Lights flickered on inside of the birthing pods. One, two, three... all the way to the eighth one. The Doctor checked his list. It looked like the eighth country had overloaded the system. China, he swore. Too big. So he was stuck with those first eight. For now, at least. And how long would the process take? He checked the signs on the pods.

Estimated time to maturation... eight hours... eight hours five minutes, eight hours thirty minutes, nine hours, eight forty-five... Nine was the most. So he could wait...

Oh, come on. Why wait? He had a time machine. Nine hours was whatever he wanted it to be.

The Doctor turned away from the panel, and headed for the chamber door. Before he left, he took one last look at the pods.

What had he done? This was going to be insane and stupid and bound to fail...

But there were red skies over planet Earth. His planet Earth. Storm clouds would rain blood over blue and choke it out until there was nothing left. The Doctor's own planet had died, just like this, but Gallifrey wasn't his home anymore.

Earth was.

So yes, yes to the stupid plan, the plan that might save all humankind. Earth was all he had now. And all Earth had was him.

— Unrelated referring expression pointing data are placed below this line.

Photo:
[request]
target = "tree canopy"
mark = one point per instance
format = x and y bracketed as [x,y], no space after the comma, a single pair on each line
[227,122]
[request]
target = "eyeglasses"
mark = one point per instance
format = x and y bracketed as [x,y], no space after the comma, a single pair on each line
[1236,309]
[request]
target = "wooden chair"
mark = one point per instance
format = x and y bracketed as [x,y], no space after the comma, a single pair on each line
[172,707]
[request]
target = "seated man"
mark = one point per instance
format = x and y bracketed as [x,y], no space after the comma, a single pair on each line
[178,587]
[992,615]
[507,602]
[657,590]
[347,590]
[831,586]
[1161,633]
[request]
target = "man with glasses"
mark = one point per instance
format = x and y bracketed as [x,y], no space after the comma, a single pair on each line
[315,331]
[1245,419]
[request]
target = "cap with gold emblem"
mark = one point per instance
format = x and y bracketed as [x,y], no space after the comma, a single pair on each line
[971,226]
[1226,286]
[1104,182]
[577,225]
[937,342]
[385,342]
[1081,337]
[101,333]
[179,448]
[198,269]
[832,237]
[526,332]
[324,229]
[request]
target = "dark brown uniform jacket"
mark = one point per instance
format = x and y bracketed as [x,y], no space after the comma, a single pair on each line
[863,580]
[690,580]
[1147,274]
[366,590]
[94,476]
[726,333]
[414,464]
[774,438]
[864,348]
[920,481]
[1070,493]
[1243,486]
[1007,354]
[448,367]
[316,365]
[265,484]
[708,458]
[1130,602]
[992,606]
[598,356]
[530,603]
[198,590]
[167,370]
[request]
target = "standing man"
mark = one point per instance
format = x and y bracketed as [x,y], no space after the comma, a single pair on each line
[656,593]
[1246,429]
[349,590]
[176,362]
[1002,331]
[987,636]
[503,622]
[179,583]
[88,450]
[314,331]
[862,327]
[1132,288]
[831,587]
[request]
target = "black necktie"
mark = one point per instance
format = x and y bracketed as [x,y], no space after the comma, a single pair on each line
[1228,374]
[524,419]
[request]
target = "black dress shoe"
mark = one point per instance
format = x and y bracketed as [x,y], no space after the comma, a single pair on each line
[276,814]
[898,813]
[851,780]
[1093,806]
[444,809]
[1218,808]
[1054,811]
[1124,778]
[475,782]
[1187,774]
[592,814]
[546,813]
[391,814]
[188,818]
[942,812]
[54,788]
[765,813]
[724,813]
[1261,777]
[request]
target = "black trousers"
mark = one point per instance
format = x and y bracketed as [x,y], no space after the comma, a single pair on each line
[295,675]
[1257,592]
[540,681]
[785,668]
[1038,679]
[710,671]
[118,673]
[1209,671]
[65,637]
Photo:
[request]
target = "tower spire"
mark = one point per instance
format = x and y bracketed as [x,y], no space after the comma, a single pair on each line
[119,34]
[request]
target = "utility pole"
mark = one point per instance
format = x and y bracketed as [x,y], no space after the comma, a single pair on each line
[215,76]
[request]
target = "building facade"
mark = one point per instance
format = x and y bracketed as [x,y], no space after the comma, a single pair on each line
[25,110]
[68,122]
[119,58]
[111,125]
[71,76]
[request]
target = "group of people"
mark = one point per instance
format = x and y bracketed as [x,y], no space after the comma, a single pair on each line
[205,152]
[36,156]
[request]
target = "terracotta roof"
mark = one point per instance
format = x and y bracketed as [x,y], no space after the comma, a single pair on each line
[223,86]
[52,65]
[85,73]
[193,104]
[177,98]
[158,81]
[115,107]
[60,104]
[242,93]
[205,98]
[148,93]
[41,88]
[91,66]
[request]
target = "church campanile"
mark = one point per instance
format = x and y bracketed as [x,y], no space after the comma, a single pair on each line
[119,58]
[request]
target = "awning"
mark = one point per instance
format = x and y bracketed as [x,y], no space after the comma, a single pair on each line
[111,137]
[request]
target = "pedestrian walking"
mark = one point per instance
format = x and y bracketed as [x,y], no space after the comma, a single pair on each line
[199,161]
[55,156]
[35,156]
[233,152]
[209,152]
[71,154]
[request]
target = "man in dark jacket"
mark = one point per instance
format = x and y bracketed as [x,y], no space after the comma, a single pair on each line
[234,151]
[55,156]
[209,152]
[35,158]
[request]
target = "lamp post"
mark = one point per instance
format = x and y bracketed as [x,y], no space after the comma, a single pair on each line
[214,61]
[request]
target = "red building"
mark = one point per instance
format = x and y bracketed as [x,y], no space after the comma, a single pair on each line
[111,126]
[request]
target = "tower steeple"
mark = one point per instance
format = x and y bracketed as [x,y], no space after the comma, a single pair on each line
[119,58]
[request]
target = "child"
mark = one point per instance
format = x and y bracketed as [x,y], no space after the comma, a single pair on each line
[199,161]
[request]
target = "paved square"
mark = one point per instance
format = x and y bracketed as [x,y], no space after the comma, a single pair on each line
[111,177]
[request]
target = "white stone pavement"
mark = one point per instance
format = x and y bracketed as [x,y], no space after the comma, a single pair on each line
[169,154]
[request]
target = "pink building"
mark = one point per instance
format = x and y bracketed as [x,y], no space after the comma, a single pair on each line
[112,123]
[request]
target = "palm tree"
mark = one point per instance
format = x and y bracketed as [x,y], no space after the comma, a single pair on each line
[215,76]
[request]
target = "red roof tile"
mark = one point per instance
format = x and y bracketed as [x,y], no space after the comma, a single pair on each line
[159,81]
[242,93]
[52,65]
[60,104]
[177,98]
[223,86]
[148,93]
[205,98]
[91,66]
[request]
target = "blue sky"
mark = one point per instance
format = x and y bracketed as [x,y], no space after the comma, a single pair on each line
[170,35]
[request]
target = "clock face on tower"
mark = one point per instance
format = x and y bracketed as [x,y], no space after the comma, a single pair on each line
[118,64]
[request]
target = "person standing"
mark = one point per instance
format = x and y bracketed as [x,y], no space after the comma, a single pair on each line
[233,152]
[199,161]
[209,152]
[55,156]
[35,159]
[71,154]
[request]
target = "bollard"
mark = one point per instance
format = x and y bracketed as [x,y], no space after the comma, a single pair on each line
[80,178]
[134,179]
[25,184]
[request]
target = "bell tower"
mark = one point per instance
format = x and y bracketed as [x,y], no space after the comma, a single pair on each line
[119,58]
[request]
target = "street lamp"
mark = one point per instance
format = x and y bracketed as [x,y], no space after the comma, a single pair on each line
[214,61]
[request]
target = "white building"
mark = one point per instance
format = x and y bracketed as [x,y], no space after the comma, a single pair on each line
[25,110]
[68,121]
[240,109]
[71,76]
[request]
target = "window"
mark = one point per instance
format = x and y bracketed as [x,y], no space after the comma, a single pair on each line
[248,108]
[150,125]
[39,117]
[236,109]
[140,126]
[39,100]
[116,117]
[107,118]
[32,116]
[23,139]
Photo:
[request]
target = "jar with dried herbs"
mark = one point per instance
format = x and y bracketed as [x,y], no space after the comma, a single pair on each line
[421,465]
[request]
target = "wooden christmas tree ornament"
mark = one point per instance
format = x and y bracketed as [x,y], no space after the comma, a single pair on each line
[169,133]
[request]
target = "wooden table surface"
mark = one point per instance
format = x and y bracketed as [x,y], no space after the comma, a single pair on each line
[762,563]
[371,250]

It was a very simple stupid plan, when all the pieces were fitted together the right way. The Proeliites wanted to create chaos. Mistrust. Discord. Disharmony. They wanted all the people in all the countries to be so terrified of one another that they would lash out at each other. And how can you convince any one nation, which could have millions to billions of inhabitants, that the real threat was, ooh, invisible monsters in the sky? Go door to door? Arrange a really biiiiig town hall meeting? Make a blog about it? Like that would ever work.

How could you convince all the countries of the world to get along? See that they weren't shadowy figures looming to snatch away resources? Understand that they're really all very alike? You can't ask millions of people something and expect one answer.

Only in here, you could. In nine hours you could. You could have the whole world (a lot of it, anyway) together in this ring of pods.

Contemplatively, the Doctor traced the shape with his finger. "Draw a circle... that's the Earth. Mad, isn't it?"

And then he was gone.

In the soft lights of the birthing pods, shapes began to form. At first they were very small, but as time ticked by, they filled their allotted space. It would be hard to see through the fogged-up glass, but the shapes were becoming more and more defined, less like shapes and more like figures. The features on these figures appeared, and the synthetic threads of cloth stitched itself together over their bodies. Synapses began to fire and thoughts began to form. Memories. Personalities.

At the seven and a half hour mark, there was a sudden shockwave through the room. There was the sound of shouting and gunfire from decks above. There was the echo of screams. There was silence.

There was a long, terrible silence.

At the eight hour mark, a pair of brown eyes opened wide.

A hand pressed itself against glassy plastic. Then it became a set of knuckles, tentatively rapping on the hard surface from within. It made a hollow klock klock klock sound that reverberated in the chamber. And then came a squeaky, fearful, tremulous voice. It had an Italian accent.

"Veh... could somebody please let me out?"